Por otro, porque mi sufrimiento era muy real.

En aquellos momentos de enajenación mental transitoria algo muy oscuro se apoderaba de mí. Era como si todo mi ser me gritara lo inútil y mala madre que era.

Era una cuchara olvidada, un pezón que no se podía agarrar bien, una dermatitis del pañal que seguro se había causado por mi negligencia, una dosis de antibiótico perdida, una rabieta mal gestionada…

Entraba en una espiral de recriminaciones y autodesprecio que me hundía en la más absoluta de las miserias y me dejaba totalmente desestabilizada.

Y cuando salía del bucle y recuperaba la razón, llegaban la vergüenza y la culpa.

De ese modo me iba retroalimentando, siempre preparada para cuando la gilipollez de la semana me hiciese entrar en ese modo desquiciante y volver empezar aquel ciclo sin fin.

No perdí, ni mucho menos, las ganas de vivir.

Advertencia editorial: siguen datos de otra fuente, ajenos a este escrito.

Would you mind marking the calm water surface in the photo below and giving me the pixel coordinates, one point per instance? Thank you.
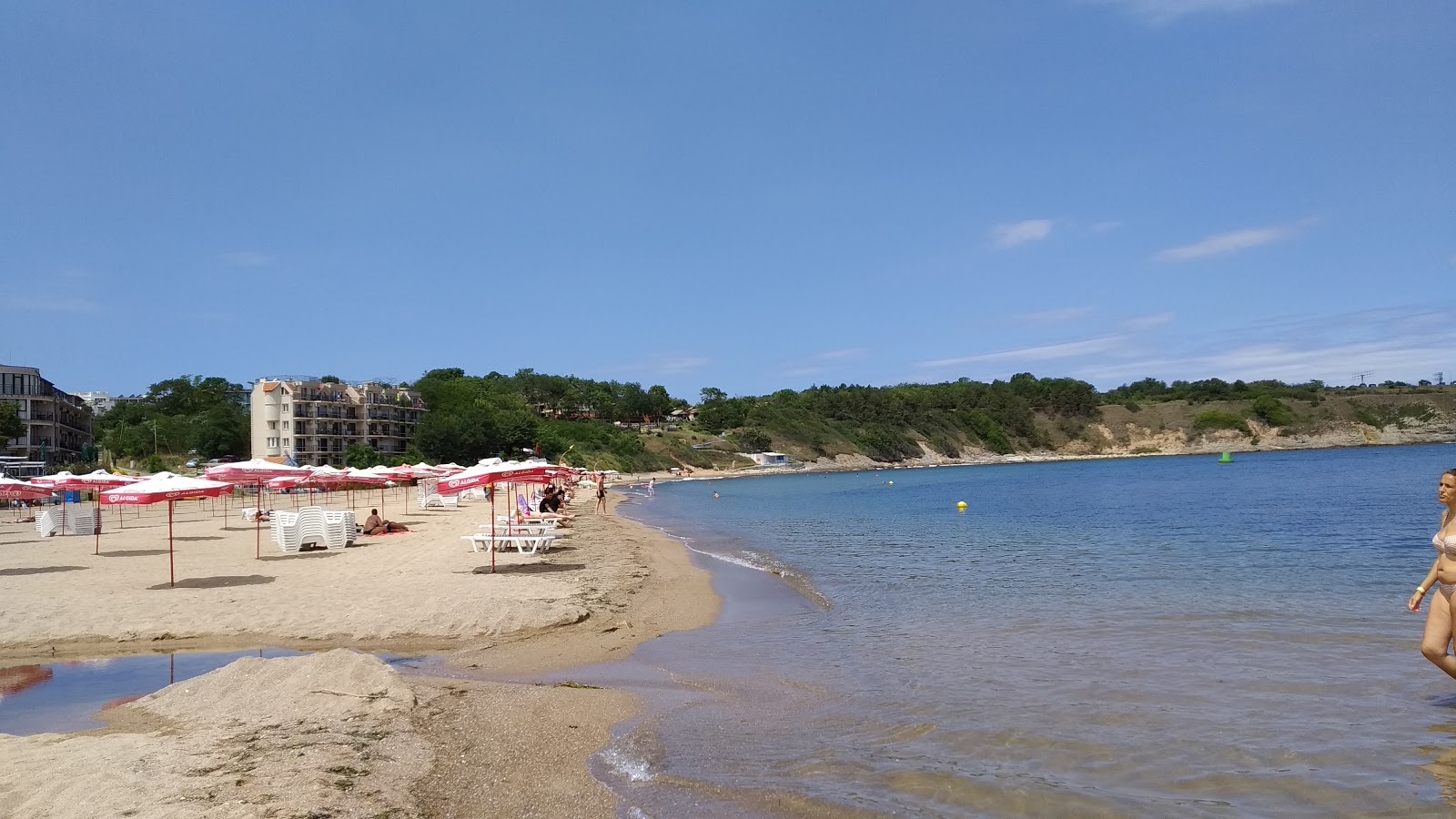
(1143, 637)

El amor que sentía por mis bebés siempre estuvo por encima y jamás les culpé ni me sobraron ni nada parecido.

Pero, mucho más a menudo de lo que me gustaría reconocer, me veía frustrada y sobrepasada por todo lo que significaba la presencia de un bebé en mi existencia.

Imagen de Elina Fairytale en Pexels

Adoro a mis hijos y me encanta ser madre.

No obstante, ahora que ha pasado tiempo para verlo con perspectiva y reconciliarme conmigo misma, soy consciente de que el primer año de sus vidas fue una auténtica mierda para mí. Y para los que estaban a mi alrededor durante cada uno de aquellos vergonzosos episodios.

Me he perdonado, pero ojalá pudiera volver atrás para pedir ayuda y ponerle remedio.